The Music Still Matters and We Still Show Up

By Felicia Giwa

Close your eyes and picture yourself at a Kendrick Lamar concert. The crowd sings, “We gon’ be alright. Do you hear me, do you feel me? We gon’ be alright.” As the crowd cheers, Kendrick gets ready to close the show with his hit song “HUMBLE.” Half way into the song Kendrick looks into the audience and takes a moment to tell the crowd “thank you” for coming out tonight for his show then continues to finish the show. But as Kendrick leaves the stage you hear gunshots coming from the crowd. People are panicking and screaming trying to make their way to the closest exit.

The dark reality is that this can happen anytime anywhere. In 2018 mass shootings are something that we must all face. And concerts and music festivals which used to be a haven for music lovers have also become places of risk and uncertainty.

On May 22, 2017, a terror attack occurred at Manchester Arena after an Ariana Grande concert. Twenty-two people were killed due to the bombing. On October 1, 2017, a gunman opened fire on an unarmed crowd at the Route 91 Harvest Music Festival in Las Vegas, Nevada. Fifty-eight people were killed that night. It was the deadliest mass shooting by a single gunman in United States history. These tragedies show that times are changing for the average concertgoer. The days when people could go to concerts knowing that they would be safe are gone. Today, people worry that there is a chance of being injured or losing their lives before they buy tickets to see their favorite performers.
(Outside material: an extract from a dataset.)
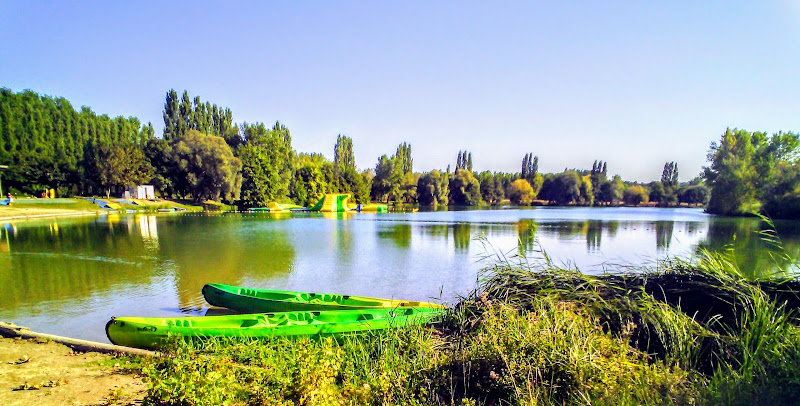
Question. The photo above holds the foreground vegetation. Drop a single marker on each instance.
(532, 333)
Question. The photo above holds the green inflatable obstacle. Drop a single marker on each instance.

Festivals were created as a haven for listening to great music with other music fans. Back in the 60s and 70s when music festivals first became popular, most people didn’t think about the possibility of mass shootings or bombings. At festivals like Woodstock, hippies were focused on peace, love, and music. They were tired of the Vietnam War and all of the hatred in the world. So, they fought against it with flower power. They believed that peace and love would win against hate and war. Festival goers were concerned about making sure that people were having a good time and enjoying their favorite singers and bands. Even though hippies are long gone and so is Woodstock, people today still value the shared peaceful community concerts offer. However, out of necessity, music festivals today like Coachella and Lollapalooza are finding themselves as concerned with security as they are the music.

Logistically speaking the job to protect thousands of people at one major event is a challenging one. Promoters and event organizers have the responsibility to help protect performers and festivalgoers by adding more security. At the Austin City Limits Music Festival, the security takes all the proper precautions when it comes to the safety of its festivalgoers. Festival organizers work with the Austin Fire and Police departments and the Austin-Travis County EMS year-round to insure the safety of the people attending the festival. Throughout the years the festival has kept adding more security measures such as pat downs, bag searches and a larger police presence. Even the Austin Police Chief Brian Manley said that the festival itself is probably one of the safest parts of the city during that time. However, even with these security measures it is sometimes still not enough. So, why do we still go to festivals and concerts?

To the average music junkie all this information about mass shootings and bombings can sound very frightening, especially when social media and the news covers it 24/7. Many people feel that concerts, festivals, and other large gatherings are too dangerous. Some might even suggest we should listen to music in the safety of our homes instead of taking the risk of attending these events. Sure, we could do this, but we would lose that thrill of hearing our favorite bands live with other fans. It makes sense that live concerts give us something more to enjoy than listening to music all by ourselves with earbuds on. As humans, we love to be together during the good times. It’s the connection and closeness that we enjoy about concerts and festivals. The connection with the artist and the other fans is what makes it a great experience. There is always the chance of danger when stepping outside of our houses, but that is what living is all about. Life is about taking risks, just like the hippies did when they protested the Vietnam War. They knew the risks, but they did not care. Maybe we should be more like the hippies. Maybe we should respond to the current dangers by continuing to gather peacefully at concerts and festivals. We should fight against the hate not hide from it.

Music festivals and concerts should be fun places for people to safely get together and enjoy great music. They have been around a long time and are not going anywhere anytime soon. Events like the Las Vegas mass shooting and the Manchester bombing are forcing us to change the way we look at concerts and music festivals. We don’t have to stop going to them, but we do need to be more cautions when going to them. The real truth is that concerts and music festivals will never be 100% safe but we can never stop working to make them safer. That way we can keep jamming out to our favorite singers and bands together.

Felicia Giwa is a Cinematic Arts major at HBU. She was born and raised in Houston. Her favorite director is Quentin Tarantino.